Petitioners Had Enjoyed CPF Benefits for Years – No Prejudice in Denial of Retrospective Pension
Relying on Union of India v. M.K. Sarkar, the Court rejected the petitioners’ demand for retrospective pension benefits, observing that the petitioners had already enjoyed the income and benefits under the CPF scheme for years, and refunding SIDBI’s contribution now does not negate the unjust enrichment that would result if they were also granted full pension arrears.
The doctrine against “double benefit” was squarely applied. The Court stated:
“Even if the CPF amount is refunded now, the petitioners have enjoyed interest and income from it for several years. Allowing retrospective pension would amount to double benefit and is impermissible.”
No Distinction Between SIDBI Case and RBI Case – SC Ruling in M.T. Mani Is Binding
The Petitioners attempted to distinguish their case from M.T. Mani, arguing that unlike RBI employees, SIDBI employees were never properly given earlier opportunities to opt for pension. However, the High Court found this argument “misconceived,” pointing to the 2022 Circular and past judicial orders which clearly extended a final opportunity to all CPF optees, including petitioners.

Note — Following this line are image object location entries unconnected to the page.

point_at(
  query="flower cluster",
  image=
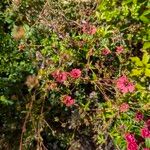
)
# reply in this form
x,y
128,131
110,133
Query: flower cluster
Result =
x,y
124,107
145,132
131,142
119,49
60,76
124,85
105,51
88,29
68,101
139,116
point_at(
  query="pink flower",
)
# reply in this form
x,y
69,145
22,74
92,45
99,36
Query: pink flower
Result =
x,y
139,116
68,101
130,138
106,51
124,107
75,73
132,146
131,142
148,123
59,76
145,132
124,85
88,29
119,49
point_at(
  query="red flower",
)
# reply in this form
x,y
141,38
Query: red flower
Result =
x,y
68,101
124,85
139,116
148,123
124,107
132,146
145,132
119,49
131,142
59,76
88,29
75,73
130,138
106,51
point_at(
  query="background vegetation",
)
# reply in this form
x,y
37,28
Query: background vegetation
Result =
x,y
74,74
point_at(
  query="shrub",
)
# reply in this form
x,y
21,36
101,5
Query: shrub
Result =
x,y
74,74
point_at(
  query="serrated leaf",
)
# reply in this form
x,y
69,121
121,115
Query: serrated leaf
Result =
x,y
136,72
137,61
145,58
147,72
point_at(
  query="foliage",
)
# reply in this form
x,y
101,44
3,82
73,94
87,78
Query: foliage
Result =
x,y
74,74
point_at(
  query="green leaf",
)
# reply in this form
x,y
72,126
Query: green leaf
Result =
x,y
146,45
147,72
137,61
144,16
136,72
4,100
147,142
145,58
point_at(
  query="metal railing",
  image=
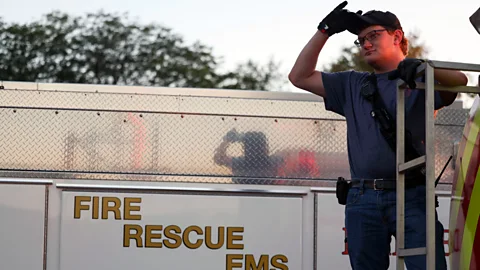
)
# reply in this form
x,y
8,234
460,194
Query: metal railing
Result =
x,y
427,69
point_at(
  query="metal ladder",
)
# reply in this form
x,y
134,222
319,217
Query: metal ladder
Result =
x,y
428,159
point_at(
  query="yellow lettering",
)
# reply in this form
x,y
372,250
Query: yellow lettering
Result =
x,y
128,207
150,235
170,235
127,236
231,237
231,264
78,206
279,261
251,264
208,237
186,239
95,207
115,208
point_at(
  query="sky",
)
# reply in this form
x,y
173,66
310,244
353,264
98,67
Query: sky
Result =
x,y
260,30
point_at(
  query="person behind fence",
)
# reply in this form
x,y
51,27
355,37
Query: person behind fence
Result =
x,y
368,103
256,160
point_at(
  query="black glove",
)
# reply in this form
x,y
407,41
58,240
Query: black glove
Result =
x,y
407,70
337,21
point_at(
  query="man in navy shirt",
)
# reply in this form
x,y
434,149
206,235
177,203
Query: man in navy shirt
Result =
x,y
370,215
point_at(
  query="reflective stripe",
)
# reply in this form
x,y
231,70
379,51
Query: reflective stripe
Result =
x,y
471,225
465,169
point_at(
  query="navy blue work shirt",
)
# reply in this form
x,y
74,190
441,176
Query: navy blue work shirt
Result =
x,y
369,154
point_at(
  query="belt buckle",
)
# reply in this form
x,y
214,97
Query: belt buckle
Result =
x,y
375,184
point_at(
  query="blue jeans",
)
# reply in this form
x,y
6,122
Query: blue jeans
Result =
x,y
370,221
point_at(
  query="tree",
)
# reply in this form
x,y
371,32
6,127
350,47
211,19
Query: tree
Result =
x,y
102,48
352,59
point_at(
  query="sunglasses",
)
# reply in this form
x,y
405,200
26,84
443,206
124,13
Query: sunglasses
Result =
x,y
370,36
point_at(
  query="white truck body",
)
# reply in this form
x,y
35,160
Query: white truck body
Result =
x,y
110,177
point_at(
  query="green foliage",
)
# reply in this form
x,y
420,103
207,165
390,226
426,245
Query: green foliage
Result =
x,y
103,48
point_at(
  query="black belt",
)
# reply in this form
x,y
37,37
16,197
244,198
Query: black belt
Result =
x,y
387,184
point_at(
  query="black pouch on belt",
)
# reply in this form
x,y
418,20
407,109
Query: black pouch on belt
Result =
x,y
342,190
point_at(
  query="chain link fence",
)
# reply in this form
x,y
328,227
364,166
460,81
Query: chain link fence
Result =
x,y
127,136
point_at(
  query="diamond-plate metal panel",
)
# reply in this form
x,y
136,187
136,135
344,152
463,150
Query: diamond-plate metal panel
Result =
x,y
124,136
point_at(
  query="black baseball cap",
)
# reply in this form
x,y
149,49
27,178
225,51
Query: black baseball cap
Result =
x,y
374,17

“The serving/retired employees and eligible family members of SIDBI were given ample opportunity to opt for pension. Their challenge is only to the cut-off clause, not the scheme itself,” the Court noted.
The Bench concluded that the very clauses challenged in this case had been upheld by the Supreme Court in RBI v. M.T. Mani, and therefore the High Court was bound by the ratio.
No Picking and Choosing Allowed in Pension Policy
In dismissing the Writ Petition, the Court reaffirmed the principle that employees cannot selectively accept only favourable aspects of a policy while rejecting others, especially where the policy is a financially burdensome welfare measure granted as a matter of discretion.
There was no violation of fundamental rights, and no arbitrary action by SIDBI in fixing the cut-off date of 1 July 2022. The petitioners, having opted into the scheme with full knowledge of its terms, must accept the scheme in its entirety, including the restriction on retrospective pension and denial of arrears.
“There is no merit in the present petition which is dismissed with no orders as to costs,” the Court concluded.